Word2vec Spam Filter

screenshot of Word2vec Spam Filter
flask
react

Using word vectors to classify spam messages

Overview

The word2vec spam filter project is an innovative solution developed during the Kik hackathon in 2017, designed to classify spam messages while prioritizing user privacy. This system operates on the client side, generating a "hash" from incoming messages and sending it to a server for classification. By comparing these hashes against a bank of previously reported messages, the system can efficiently identify spam and incrementally build its accuracy based on user feedback.
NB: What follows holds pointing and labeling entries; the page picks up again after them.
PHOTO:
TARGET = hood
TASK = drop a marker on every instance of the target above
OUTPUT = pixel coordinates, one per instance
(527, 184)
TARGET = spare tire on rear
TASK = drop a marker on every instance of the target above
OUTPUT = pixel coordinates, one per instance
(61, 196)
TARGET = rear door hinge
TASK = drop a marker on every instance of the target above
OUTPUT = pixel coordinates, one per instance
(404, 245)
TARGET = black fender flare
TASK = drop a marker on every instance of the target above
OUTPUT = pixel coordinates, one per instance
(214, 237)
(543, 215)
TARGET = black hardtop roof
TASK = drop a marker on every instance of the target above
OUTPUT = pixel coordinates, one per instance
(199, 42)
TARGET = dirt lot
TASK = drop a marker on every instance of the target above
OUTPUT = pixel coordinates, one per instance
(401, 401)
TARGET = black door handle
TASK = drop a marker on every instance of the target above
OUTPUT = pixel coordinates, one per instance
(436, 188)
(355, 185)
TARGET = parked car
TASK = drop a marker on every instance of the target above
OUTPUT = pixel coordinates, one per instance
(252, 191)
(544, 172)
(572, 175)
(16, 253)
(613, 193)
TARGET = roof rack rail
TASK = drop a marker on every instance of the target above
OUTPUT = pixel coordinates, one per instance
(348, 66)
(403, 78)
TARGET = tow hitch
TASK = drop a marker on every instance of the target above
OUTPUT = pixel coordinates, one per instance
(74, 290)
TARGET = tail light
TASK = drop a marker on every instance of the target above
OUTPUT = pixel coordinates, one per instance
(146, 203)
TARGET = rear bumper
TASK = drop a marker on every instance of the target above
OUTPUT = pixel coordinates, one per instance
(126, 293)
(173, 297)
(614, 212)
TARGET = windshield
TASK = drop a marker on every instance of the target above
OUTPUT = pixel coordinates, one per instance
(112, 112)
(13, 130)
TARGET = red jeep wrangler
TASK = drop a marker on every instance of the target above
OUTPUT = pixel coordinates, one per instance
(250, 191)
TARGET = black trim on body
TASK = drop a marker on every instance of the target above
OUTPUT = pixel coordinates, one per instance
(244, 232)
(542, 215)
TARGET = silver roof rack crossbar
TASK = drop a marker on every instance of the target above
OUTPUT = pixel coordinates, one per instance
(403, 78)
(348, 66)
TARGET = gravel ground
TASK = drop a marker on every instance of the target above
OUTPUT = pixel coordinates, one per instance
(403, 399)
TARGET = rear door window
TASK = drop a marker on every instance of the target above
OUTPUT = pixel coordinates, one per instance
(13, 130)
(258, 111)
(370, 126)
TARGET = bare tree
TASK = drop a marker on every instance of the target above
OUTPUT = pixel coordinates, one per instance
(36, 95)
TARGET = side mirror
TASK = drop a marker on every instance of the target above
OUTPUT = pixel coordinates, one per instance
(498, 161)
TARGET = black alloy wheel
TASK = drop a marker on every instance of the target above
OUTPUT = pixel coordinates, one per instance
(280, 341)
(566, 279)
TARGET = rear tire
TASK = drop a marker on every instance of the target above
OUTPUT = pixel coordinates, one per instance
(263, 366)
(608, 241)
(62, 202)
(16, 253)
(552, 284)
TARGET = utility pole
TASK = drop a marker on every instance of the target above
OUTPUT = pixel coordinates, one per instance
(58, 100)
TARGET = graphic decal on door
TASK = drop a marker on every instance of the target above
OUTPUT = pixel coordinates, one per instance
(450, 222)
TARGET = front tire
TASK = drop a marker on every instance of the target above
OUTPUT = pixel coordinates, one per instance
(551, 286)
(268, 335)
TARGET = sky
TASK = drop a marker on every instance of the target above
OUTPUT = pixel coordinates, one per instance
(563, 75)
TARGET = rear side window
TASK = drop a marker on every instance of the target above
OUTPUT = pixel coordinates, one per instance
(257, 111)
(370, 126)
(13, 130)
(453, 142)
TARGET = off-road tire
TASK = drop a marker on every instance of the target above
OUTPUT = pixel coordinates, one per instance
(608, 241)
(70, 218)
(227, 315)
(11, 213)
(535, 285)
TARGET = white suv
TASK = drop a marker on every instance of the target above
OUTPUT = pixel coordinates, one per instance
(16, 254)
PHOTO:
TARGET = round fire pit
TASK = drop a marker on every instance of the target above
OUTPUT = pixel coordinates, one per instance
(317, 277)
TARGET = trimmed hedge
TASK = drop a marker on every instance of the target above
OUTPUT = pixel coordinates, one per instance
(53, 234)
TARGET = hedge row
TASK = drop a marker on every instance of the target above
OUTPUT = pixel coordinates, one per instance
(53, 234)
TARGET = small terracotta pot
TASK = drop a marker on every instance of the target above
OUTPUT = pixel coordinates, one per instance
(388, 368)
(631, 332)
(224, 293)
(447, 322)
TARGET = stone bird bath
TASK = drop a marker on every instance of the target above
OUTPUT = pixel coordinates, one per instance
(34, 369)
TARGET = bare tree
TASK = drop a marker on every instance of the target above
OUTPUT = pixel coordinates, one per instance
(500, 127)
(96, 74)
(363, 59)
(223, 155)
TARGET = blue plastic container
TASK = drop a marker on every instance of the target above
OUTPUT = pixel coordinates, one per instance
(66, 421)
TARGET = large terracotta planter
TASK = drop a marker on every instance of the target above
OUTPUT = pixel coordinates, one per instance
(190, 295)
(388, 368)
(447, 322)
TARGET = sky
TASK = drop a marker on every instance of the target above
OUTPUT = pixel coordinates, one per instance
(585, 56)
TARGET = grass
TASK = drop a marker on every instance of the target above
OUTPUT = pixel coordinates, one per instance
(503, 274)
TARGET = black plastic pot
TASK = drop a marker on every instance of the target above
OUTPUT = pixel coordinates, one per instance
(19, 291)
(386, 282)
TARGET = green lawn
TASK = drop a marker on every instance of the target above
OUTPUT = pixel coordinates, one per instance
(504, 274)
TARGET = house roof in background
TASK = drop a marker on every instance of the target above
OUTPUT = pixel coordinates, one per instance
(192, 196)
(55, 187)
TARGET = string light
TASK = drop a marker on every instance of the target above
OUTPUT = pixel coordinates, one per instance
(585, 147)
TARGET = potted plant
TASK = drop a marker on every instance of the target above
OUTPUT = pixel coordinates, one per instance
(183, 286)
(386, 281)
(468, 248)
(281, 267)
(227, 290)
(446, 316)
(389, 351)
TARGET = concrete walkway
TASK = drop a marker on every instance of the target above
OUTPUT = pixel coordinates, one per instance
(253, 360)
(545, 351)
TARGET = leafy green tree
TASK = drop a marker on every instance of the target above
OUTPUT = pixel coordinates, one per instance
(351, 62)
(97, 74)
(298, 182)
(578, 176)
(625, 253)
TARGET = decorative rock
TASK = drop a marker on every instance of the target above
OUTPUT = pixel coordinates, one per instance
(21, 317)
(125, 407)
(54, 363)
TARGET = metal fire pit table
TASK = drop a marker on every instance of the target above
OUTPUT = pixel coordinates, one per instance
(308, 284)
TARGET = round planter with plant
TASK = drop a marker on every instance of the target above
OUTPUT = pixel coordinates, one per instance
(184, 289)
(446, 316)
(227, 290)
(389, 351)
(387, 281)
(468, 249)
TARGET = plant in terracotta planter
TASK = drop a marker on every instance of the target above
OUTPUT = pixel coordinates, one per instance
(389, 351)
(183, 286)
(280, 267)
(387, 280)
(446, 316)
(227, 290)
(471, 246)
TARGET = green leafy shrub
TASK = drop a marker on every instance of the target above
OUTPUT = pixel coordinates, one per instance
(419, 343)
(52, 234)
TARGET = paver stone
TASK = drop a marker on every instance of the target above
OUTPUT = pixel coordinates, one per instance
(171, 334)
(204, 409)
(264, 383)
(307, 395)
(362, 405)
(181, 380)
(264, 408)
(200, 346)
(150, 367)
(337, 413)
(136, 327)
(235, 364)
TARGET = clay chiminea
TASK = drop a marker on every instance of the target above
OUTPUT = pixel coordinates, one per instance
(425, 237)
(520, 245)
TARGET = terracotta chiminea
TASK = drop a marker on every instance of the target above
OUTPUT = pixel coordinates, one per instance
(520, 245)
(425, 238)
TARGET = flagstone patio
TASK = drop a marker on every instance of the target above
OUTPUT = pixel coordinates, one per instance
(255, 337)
The approach combines machine learning with practical functionality, utilizing word vectors and various configurable parameters to enhance performance. It also offers a user-friendly web client that allows individuals to test the spam classification in real-time, giving users control over message reporting and classification status.

Features

  • Privacy Protection: The system generates a hash of the message, ensuring that user privacy is maintained while determining spam status.
  • Dynamic Spam Bank: New spam messages are added to a central bank after being reported multiple times, facilitating continuous learning and enhancement of spam detection.
  • Customizable Hyper-Parameters: Users can adjust parameters such as confidence thresholds and vector sizes to optimize the spam filtering process according to their needs.
  • User-Friendly Web Client: The project includes a web interface with multiple view modes, making it easy for users to interact with the spam filter.
  • Interactive Testing: Users can input their messages to check if they are classified as spam or report them accordingly, aiding in the training of the spam detection system.
  • Extensive Configurations: Supports configurations for handling different message types, including non-English words and various punctuation marks, increasing accuracy.
  • Real-Time Feedback Loop: Users can instantly report messages as spam, which contributes to the ongoing refinement of the spam bank and overall system performance.
  • Quick Setup: A single makefile allows for easy initialization and installation of dependencies, making it accessible for developers to run and contribute to the project efficiently.
flask
Flask

Flask is a lightweight and popular web framework for Python, known for its simplicity and flexibility. It is widely used to build web applications, providing a minimalistic approach to web development with features like routing, templates, and support for extensions.

react
React

React is a widely used JavaScript library for building user interfaces and single-page applications. It follows a component-based architecture and uses a virtual DOM to efficiently update and render UI components

typescript
Typescript

TypeScript is a superset of JavaScript, providing optional static typing, classes, interfaces, and other features that help developers write more maintainable and scalable code. TypeScript's static typing system can catch errors at compile-time, making it easier to build and maintain large applications.

webpack
Webpack

Webpack is a popular open-source module bundler for JavaScript applications that bundles and optimizes the code and its dependencies for production-ready deployment. It can also be used to transform other types of assets such as CSS, images, and fonts.